すらりと背が高く、上品な面立ちの中々の美形で、女子社員にも人気があるらしかった。
秘書室のドアをノックして中に入ると、もう女性達は帰宅したらしく、前島が1人で仕事をしていた。
「済みません…」
「コーヒーですか?」
僕が皆まで言う前に、前島はすぐに察して笑みを浮かべた。
「はい」
僕がここへ来る用事の7割が社長用のコーヒーを貰いに来る事だったので、自然、前島もそう訊いてきたのだ。
「小野寺君…、由委くんて呼んでもいいですか?」
にこやかにそう訊かれ、僕はすぐに頷いた。
「あ、はい。どうぞ…」
年下で、ただのアルバイトの僕に対しても、前島はいつも丁寧な言葉遣いを崩さなかった。
そんな所も好感の持てる人だった。
大体、学生時代からアルバイトをしていたとは言え、入社してすぐに社長秘書に抜擢されるくらいだから、相当優秀なのだろう。

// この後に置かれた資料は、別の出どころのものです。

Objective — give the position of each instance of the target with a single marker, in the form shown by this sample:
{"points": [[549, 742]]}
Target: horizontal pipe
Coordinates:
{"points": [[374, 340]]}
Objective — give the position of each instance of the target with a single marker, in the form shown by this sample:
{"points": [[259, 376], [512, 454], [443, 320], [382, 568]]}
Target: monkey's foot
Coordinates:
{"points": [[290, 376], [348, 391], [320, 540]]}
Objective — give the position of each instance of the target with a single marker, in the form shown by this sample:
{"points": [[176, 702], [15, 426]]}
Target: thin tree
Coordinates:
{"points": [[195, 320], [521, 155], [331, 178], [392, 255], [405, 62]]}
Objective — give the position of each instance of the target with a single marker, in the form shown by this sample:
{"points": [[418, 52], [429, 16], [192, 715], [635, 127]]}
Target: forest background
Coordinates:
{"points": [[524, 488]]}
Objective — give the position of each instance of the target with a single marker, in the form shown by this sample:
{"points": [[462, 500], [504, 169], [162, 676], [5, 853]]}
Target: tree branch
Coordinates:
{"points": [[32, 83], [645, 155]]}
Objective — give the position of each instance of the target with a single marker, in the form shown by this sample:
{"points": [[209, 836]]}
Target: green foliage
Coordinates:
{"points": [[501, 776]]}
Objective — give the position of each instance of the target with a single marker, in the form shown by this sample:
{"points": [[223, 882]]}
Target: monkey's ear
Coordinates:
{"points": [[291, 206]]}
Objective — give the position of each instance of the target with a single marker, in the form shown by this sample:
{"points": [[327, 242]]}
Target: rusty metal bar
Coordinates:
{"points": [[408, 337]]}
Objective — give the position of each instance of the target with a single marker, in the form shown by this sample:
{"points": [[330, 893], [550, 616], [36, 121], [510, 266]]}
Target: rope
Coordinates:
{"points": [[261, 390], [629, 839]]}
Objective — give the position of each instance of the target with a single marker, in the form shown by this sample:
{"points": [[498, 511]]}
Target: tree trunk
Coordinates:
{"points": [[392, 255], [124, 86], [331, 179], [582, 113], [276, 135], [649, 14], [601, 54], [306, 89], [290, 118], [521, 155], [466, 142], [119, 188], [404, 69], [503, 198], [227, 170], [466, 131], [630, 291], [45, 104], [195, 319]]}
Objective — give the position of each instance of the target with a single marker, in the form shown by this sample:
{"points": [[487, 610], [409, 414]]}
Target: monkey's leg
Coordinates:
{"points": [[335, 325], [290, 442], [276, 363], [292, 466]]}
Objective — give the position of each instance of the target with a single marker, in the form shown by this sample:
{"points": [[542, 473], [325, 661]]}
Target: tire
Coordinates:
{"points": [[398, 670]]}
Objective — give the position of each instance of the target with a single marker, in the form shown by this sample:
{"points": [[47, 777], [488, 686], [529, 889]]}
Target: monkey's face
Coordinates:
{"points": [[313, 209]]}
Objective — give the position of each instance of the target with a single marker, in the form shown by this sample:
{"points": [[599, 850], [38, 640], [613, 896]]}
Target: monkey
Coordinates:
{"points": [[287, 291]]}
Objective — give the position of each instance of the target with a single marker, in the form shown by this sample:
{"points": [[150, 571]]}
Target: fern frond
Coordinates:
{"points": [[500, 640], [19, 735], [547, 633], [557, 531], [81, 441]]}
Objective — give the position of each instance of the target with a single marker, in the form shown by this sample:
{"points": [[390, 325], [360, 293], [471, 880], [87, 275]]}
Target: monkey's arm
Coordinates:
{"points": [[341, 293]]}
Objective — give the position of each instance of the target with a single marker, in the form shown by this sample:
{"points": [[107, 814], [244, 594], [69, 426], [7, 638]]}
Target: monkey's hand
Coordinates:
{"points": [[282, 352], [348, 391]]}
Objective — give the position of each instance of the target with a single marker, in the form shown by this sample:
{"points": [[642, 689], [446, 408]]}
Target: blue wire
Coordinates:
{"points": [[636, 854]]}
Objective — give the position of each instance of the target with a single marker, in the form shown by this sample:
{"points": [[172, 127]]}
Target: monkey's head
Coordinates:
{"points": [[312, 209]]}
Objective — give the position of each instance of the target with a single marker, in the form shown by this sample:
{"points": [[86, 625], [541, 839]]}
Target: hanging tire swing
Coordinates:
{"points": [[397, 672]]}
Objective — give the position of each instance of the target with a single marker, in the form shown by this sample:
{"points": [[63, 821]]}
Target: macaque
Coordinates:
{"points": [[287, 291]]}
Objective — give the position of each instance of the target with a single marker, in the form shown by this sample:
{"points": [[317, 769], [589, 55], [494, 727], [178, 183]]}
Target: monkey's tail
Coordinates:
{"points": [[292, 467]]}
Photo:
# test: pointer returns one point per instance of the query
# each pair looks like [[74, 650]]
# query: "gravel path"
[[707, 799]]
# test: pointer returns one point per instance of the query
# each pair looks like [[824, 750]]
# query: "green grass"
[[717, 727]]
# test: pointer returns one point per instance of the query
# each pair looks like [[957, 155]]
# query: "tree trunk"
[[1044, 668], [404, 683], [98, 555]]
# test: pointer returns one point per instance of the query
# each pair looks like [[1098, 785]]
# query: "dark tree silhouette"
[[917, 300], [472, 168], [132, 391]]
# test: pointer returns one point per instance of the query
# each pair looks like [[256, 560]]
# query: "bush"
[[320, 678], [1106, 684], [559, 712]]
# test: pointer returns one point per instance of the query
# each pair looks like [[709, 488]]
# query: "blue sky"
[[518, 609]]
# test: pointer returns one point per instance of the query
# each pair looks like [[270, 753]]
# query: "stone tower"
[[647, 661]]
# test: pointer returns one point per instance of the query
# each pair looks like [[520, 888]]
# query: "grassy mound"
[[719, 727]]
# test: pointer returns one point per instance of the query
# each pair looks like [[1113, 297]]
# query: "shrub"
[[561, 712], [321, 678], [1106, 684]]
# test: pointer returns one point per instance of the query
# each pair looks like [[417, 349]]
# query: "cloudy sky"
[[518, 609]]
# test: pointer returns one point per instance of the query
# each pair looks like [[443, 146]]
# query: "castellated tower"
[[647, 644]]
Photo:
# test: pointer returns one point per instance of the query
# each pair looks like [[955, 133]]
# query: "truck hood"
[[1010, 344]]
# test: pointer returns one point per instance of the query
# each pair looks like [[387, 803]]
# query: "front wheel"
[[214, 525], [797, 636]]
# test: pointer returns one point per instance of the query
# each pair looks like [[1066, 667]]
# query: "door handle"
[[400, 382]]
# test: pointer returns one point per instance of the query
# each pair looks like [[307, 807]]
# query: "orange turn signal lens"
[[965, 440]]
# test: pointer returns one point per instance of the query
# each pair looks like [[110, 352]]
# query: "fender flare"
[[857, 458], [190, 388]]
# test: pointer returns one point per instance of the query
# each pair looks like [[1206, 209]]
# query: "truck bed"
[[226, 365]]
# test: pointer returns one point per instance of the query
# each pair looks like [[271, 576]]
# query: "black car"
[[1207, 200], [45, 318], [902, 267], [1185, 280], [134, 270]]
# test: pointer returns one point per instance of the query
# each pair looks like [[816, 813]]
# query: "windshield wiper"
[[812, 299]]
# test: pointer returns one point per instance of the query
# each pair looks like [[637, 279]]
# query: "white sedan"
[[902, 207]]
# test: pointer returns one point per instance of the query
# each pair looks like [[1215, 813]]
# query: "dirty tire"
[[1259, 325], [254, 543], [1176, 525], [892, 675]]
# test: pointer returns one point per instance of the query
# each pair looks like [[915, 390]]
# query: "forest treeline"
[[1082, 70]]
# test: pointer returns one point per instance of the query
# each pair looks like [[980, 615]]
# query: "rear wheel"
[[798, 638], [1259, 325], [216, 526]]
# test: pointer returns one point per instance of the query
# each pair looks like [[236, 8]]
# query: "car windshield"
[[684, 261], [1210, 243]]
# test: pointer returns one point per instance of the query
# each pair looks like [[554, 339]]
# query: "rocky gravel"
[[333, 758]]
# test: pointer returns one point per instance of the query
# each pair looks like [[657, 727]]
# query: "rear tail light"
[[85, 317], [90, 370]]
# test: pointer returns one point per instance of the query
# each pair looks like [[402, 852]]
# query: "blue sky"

その証拠に若い彼に比べ、2人の女性秘書は、どちらもかなりのベテランだった。
「由委君、今夜は忙しい?良かったら少し付き合いませんか?」
「あ…、はい…」
彼の誘いに、正直、僕は戸惑った。それまでは、余り親しく口を利いた事も無かったからだ。
それに、僕の身体は、この会社にいる限り、常に社長の都合次第だった。
しかし、今日はさっきの態度から見て、社長が僕に退社後も付き合えと言ってくるとは思えなかった。
「大丈夫だと思います…。ただ…」
「ああ、分かってますよ。何時に終われるか分からないんですよね?…いいですよ。それまで僕も、ここで仕事をして待ってますから。終わったら声を掛けてくれませんか?」
僕の仕事が終わるのは社長次第だと言う事を、勿論、秘書である彼には良く分かっていた。
「はい、分かりました。それじゃ…」
僕がコーヒーカップとサイフォンを載せたトレイを手に会釈すると、前島も笑みを浮かべて頷いた。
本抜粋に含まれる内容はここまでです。